Member of the Miami-Dade County Commission from the 4th district
- In office 1993–2002
- Preceded by: Sherman Winn
- Succeeded by: Sally Heyman

President of the Florida Senate
- In office November 20, 1990 – November 3, 1992
- Preceded by: Robert B. Crawford
- Succeeded by: Ander Crenshaw

Member of the Florida Senate from the 37th district
- In office November 4, 1980 – November 3, 1992
- Preceded by: Ken Myers
- Succeeded by: Mario Díaz-Balart

Member of the Florida House of Representatives from the 102nd district
- In office November 5, 1974 – November 4, 1980
- Preceded by: Ted Cohen
- Succeeded by: Michael Friedman

Personal details
- Born: Gwen Liedman October 4, 1934 Philadelphia, Pennsylvania, US
- Died: June 9, 2020 (aged 85) Aventura, Florida, US
- Party: Democratic
- Spouse: Allan B. Margolis (div.)
- Children: 4

= Gwen Margolis =

American politician (1934–2020)

Gwen Margolis (née Liedman; October 4, 1934 – June 9, 2020) was a Democratic politician from Florida. She served three different times in the Florida Senate: from 1980 to 1992, 2002 to 2008, and 2010 to 2016. She served as Senate President for the 1990–92 term, becoming the first woman president and the last president to preside over a majority-Democratic chamber. Prior to her time in the Senate, she serve three terms in the Florida House of Representatives, from 1974 to 1980.

Margolis left state government in 1992, losing to E. Clay Shaw, Jr. in an unsuccessful bid for the United States Congress. Thereafter she became a County Commissioner for Dade (now Miami-Dade) County until she returned to the State Senate.

She was previously married to Allan Margolis.

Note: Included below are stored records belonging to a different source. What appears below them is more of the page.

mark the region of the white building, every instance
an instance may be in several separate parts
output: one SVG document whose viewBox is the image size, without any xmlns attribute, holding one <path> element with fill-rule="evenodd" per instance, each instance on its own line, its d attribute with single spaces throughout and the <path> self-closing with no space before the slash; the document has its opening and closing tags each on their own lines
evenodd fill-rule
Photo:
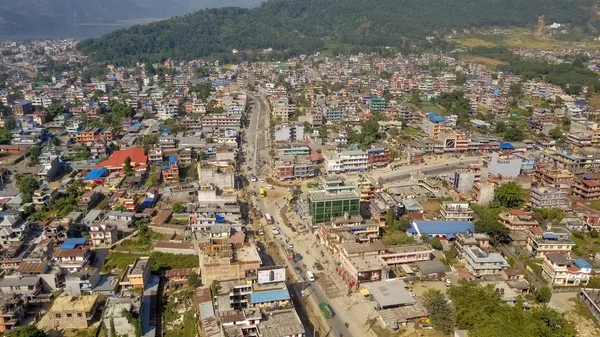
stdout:
<svg viewBox="0 0 600 337">
<path fill-rule="evenodd" d="M 342 172 L 364 172 L 369 167 L 367 152 L 351 150 L 331 153 L 325 156 L 325 168 L 328 174 Z"/>
</svg>

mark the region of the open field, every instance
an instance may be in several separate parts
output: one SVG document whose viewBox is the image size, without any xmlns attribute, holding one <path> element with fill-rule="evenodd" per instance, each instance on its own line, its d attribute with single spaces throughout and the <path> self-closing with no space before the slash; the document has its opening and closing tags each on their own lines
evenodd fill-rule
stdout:
<svg viewBox="0 0 600 337">
<path fill-rule="evenodd" d="M 499 66 L 501 64 L 506 64 L 506 62 L 504 62 L 504 61 L 492 59 L 489 57 L 470 55 L 470 54 L 461 55 L 460 58 L 467 62 L 483 64 L 490 69 L 495 69 L 497 66 Z"/>
<path fill-rule="evenodd" d="M 435 112 L 438 115 L 443 113 L 442 109 L 440 109 L 440 107 L 433 102 L 422 102 L 421 109 L 426 112 Z"/>
</svg>

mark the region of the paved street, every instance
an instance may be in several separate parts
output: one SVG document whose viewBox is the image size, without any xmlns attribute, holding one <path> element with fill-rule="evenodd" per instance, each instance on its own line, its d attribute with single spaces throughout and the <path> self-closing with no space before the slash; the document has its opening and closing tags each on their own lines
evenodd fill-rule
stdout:
<svg viewBox="0 0 600 337">
<path fill-rule="evenodd" d="M 421 165 L 410 165 L 398 167 L 390 171 L 373 171 L 371 176 L 381 181 L 381 183 L 390 182 L 394 180 L 405 179 L 410 176 L 411 173 L 416 171 L 423 172 L 425 174 L 436 174 L 442 172 L 449 172 L 456 169 L 460 165 L 464 164 L 475 164 L 480 160 L 479 157 L 466 157 L 463 159 L 452 158 L 447 160 L 430 161 L 426 164 Z"/>
</svg>

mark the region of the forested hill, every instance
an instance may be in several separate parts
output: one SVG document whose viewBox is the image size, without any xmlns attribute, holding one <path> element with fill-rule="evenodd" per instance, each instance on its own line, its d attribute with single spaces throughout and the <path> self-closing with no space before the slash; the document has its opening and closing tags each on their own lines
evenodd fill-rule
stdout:
<svg viewBox="0 0 600 337">
<path fill-rule="evenodd" d="M 252 6 L 262 0 L 1 0 L 0 39 L 90 37 L 202 8 Z"/>
<path fill-rule="evenodd" d="M 209 9 L 133 26 L 79 48 L 96 60 L 192 59 L 232 49 L 309 53 L 331 45 L 401 47 L 434 31 L 546 22 L 585 25 L 590 0 L 269 0 L 252 9 Z"/>
</svg>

She was a candidate for the position of Miami-Dade County Property Appraiser in 2008. She received the most votes in the November 4, 2008, general election. However, due to not having received at least fifty percent of the vote plus one, she had to face the next highest vote-getter, Pedro Garcia Jr., in a December 16, 2008 run-off. She filed a lawsuit to avoid the run-off election, arguing that because the appraiser's office is a constitutional position, no runoff should be required under state law. Her lawsuit was unable to prevent the runoff election, which she lost to Garcia.

Margolis again ran for the Florida Senate in 2010. She received the nomination of the Democratic Party on August 24, 2010, defeating Kevin Burns in the primary.

Following a redistricting lawsuit that radically changed the makeup of her senate district, Margolis announced in June 2016 that she was ending her reelection campaign. She retired from politics after the 2016 election.

Gwen Margolis died at the age of 85 on June 9, 2020.